# Can I use my WSM as a fire pit?



## kryinggame (Sep 19, 2013)

This is a serious question.  With Fall here and winter soon approaching, I've always wanted to buy a fire pit to enjoy in my yard.  The smell of burning wood is beautiful to me and my better half.  But my patio isn't that large and I already have 2 MES;s; a gas smoker and my WSM there.  I really don't want it to look like a junk yard.

So, can the bottom half of the WSM be used as a fire pit to burn wood?  Don't know if it can cause any damage.

Thanks!


----------



## daveomak (Sep 19, 2013)

Maybe.......  if you line it with fire brick....  It still could get too hot and damage the porcelain coating...  The legs will have to be reinforced to carry the extra weight...     If you like the WSM and cook on it, I wouldn't do it.....   You might end up buying a fire pit and a new WSM....  

All of the above is a guess.... no facts....  

Dave


----------



## kryinggame (Sep 19, 2013)

DaveOmak said:


> Maybe.......  if you line it with fire brick....  It still could get too hot and damage the porcelain coating...  The legs will have to be reinforced to carry the extra weight...     If you like the WSM and cook on it, I wouldn't do it.....   You might end up buying a fire pit and a new WSM....
> 
> All of the above is a guess.... no facts....
> 
> Dave


Dave, as always, you give good advice.  I'm not going to risk my WSM.  I'll just spend the cash and buy a dedicated fire pit.


----------



## turnandburn (Sep 19, 2013)

kryinggame said:


> Dave, as always, you give good advice.  I'm not going to risk my WSM.  I'll just spend the cash and buy a dedicated fire pit.



or make one out of a washer tumbler barrel...you can find em on CL all the time. ppl gut out washer machines and keep the barrels for fire pits. have a few legs welded on to it..and boom..fire pit status!..also doubles as a place to pre burn wood for adding coals to smoker. win win!


----------



## dougmays (Sep 19, 2013)

Yea i wouldn't risk damaging my WSM bottom either. The highest temp you might have in the bowl of the WSM is around 300 degrees and that's slow burning coal...not open flame.

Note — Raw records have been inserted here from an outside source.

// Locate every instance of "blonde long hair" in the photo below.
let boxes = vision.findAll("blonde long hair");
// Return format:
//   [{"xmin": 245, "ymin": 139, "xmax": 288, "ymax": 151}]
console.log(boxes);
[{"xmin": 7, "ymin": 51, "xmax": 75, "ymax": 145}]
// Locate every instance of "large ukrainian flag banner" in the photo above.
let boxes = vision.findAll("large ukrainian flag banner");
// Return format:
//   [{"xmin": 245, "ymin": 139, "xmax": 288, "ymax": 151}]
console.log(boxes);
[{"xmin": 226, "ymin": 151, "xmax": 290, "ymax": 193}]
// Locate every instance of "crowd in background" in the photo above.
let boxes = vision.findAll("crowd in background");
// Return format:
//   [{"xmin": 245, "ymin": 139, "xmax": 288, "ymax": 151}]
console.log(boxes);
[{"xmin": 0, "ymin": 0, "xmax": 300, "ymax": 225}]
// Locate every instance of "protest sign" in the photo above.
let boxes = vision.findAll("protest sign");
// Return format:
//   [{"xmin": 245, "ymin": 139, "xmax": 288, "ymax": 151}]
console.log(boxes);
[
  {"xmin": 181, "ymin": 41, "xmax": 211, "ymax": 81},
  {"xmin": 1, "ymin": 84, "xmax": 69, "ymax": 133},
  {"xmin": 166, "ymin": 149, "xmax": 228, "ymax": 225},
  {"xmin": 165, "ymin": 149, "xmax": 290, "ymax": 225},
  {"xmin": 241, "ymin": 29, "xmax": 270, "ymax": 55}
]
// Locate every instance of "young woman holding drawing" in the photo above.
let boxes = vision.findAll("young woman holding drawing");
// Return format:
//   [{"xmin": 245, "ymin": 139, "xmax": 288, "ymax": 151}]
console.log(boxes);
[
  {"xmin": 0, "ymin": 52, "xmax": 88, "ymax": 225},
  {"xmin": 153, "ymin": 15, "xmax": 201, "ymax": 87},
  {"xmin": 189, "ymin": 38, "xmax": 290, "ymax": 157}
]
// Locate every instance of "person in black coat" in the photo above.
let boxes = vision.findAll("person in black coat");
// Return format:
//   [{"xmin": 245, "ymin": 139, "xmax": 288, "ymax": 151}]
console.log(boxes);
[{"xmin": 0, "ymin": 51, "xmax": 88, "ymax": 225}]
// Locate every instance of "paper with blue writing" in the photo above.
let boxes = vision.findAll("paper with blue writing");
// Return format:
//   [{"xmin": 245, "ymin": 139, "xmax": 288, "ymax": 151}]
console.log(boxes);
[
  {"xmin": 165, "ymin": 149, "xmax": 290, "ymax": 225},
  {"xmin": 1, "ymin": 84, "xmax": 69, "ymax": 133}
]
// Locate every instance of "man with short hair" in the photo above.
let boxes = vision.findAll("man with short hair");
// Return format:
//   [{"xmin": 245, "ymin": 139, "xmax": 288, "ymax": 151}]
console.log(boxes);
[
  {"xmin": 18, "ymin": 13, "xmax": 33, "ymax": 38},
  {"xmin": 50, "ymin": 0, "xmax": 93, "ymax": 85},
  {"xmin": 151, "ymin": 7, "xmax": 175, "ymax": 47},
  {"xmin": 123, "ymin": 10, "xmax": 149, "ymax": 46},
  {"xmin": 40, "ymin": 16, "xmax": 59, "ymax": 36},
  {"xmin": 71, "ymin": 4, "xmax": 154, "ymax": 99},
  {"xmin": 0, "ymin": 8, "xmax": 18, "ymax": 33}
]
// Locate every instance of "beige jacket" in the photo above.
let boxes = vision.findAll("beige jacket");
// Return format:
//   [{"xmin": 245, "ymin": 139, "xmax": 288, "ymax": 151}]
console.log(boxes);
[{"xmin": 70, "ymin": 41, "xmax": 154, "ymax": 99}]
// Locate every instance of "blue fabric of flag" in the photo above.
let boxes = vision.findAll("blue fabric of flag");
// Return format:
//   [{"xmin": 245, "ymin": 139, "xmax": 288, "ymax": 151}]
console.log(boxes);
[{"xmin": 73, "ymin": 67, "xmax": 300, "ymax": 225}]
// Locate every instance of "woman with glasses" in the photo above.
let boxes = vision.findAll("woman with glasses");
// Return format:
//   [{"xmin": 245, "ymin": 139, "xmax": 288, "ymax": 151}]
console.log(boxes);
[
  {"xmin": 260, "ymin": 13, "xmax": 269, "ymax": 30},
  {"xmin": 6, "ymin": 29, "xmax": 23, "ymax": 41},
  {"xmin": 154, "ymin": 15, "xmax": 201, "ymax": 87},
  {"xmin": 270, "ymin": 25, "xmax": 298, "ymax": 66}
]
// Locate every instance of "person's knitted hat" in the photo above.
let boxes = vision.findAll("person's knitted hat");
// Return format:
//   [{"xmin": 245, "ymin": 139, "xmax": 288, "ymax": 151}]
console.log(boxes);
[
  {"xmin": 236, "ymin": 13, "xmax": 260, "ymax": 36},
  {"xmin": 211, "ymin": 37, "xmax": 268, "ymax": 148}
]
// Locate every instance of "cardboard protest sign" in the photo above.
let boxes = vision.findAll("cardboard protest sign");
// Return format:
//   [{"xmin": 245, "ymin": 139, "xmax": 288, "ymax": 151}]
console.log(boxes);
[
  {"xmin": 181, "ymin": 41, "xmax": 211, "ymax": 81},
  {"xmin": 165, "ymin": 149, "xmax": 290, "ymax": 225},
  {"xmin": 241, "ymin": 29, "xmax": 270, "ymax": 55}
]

Also backyard fires can get much hotter then 300-400 degrees so you run the risk getting it to hot and making it break down faster.

Home depot sells nice looking coper firepits, i have one, for aroiund $100...its great and lasts forever!


----------



## turnandburn (Sep 19, 2013)

sent you a PM with some links to some fire pits for pretty cheap in your area.


----------



## kryinggame (Sep 19, 2013)

Thanks gang. 

TurnandBurn, I appreciate the links.  The only problem is, those three are pretty far out from me.  I actually saw a nice one for about $100 at Walmart.


----------



## turnandburn (Sep 19, 2013)

kryinggame said:


> Thanks gang.
> 
> 
> 
> TurnandBurn, I appreciate the links.  The only problem is, those three are pretty far out from me.  I actually saw a nice one for about $100 at Walmart.



just trying to give ya a general idea...stuff is out there..just gotta go get it. lol. im a craigslist hound..if its needed i can find it..lol.


----------



## kryinggame (Sep 19, 2013)

TurnandBurn said:


> kryinggame said:
> 
> 
> > Thanks gang.
> ...


Funny, about a year ago, I was searching Craiglist pretty hard for a WSM.  Someone in the area was selling one but it was extremely dirty and rusted.  Dude wanted $250 for it. That's shocking but that's the free enterprise.


----------



## turnandburn (Sep 19, 2013)

kryinggame said:


> Funny, about a year ago, I was searching Craiglist pretty hard for a WSM.  Someone in the area was selling one but it was extremely dirty and rusted.  Dude wanted $250 for it. That's shocking but that's the free enterprise.



unfortunately theres some ppl who sell things on CL and think THEIR item is made of gold and worth more than what store retails for...i can tell you some stories. lol. but theres not enough beer in a day to hear em all. lol.  either way good luck with your search bud.


----------